Is this all accidental or successful intentional targeting? Do Flickr and del.icio.us have something common in their design that Digg and MySpace don’t have? Should developers of new services design for particular outcomes or just see what happens?

Here are some things that come to mind:

  • del.icio.us and Flickr have a Google-ish no-nonsense graphic design in contrast to MySpace.

  • Flickr does not allow user to modify the graphic design. Many people who want mods have bad taste as witnessed on MySpace.

  • del.icio.us and Flickr have APIs that make developer types feel comfortable.

  • del.icio.us and Flickr solve problems that developer types could solve themselves but del.icio.us and Flickr do it so much better that rolling your own solution is not worth it. On the other hand, MySpace is an awful Web host for people who know how stuff should be done.

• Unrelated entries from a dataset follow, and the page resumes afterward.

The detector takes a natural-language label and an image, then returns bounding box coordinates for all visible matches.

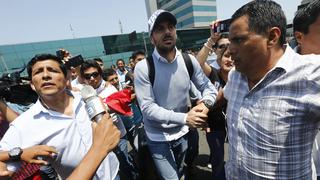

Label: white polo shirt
[0,91,119,180]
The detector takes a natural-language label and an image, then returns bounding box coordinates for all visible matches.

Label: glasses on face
[218,44,229,49]
[83,72,100,80]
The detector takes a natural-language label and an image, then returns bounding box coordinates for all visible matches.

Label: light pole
[0,53,9,74]
[142,32,148,56]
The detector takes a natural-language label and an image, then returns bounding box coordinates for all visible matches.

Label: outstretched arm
[196,21,221,77]
[0,100,18,123]
[0,145,57,164]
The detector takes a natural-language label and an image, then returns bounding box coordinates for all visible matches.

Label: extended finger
[39,145,58,154]
[0,171,10,177]
[29,159,48,165]
[194,112,208,118]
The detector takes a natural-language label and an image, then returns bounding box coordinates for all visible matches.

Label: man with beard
[134,10,217,179]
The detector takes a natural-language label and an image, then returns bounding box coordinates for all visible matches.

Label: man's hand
[0,161,13,179]
[91,113,120,155]
[186,107,208,128]
[193,102,210,115]
[21,145,57,165]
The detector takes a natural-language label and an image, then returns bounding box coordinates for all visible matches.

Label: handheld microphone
[81,85,106,122]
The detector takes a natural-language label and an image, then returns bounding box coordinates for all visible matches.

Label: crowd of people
[0,0,320,179]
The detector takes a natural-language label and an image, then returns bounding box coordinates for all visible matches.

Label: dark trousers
[206,131,226,180]
[185,129,199,167]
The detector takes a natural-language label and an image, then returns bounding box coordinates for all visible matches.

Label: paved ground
[189,130,212,179]
[186,129,228,179]
[126,129,228,180]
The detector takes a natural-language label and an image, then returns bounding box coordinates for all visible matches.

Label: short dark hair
[80,59,102,77]
[27,54,67,78]
[231,0,287,46]
[293,0,320,34]
[93,58,103,63]
[116,59,125,65]
[102,68,117,80]
[214,33,229,48]
[131,50,145,60]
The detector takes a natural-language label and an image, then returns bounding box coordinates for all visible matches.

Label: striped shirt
[224,46,320,179]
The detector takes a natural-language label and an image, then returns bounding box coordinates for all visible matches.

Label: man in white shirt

  • del.icio.us and Flickr are presented as tools for managing your own stuff (bookmarks, photos) so that they get shared with others. Digg and MySpace are overtly about trolling for attention.

  • In the seminar, a screenshot of Videoni.fi—a Finnish YouTube-wannabe copycat service—got the most laughs. This was due to the tag cloud being dominated by things like “woman”, “boobs”, “music video”, “cat” and “dog”. It appears that Flickr tries hard to avoid a low-brow “boobies!” reputation by manipulating “interestingness” and manually marking individual photos or users as inappropriate to suppress skin photos from public site areas even though the tag clouds elsewhere suggest that people would find those “interesting”. (Cat and dog photos are okay, though.) MySpace is obviously an exhibitionism platform by design and the main concern in limiting it is keeping worried parents and legislators at bay.

  • This is more effect than cause, but Flickr’s partners include Nokia—a company wanting to sell gadgets costing hundreds of dollars/euros to people who are old enough to buy them—whereas MySpace attracts the attention of the kind of old media companies who previously used MTV to manipulate teens into buying stuff.

I have a feeling that I may be missing something profound that is obvious once someone says it.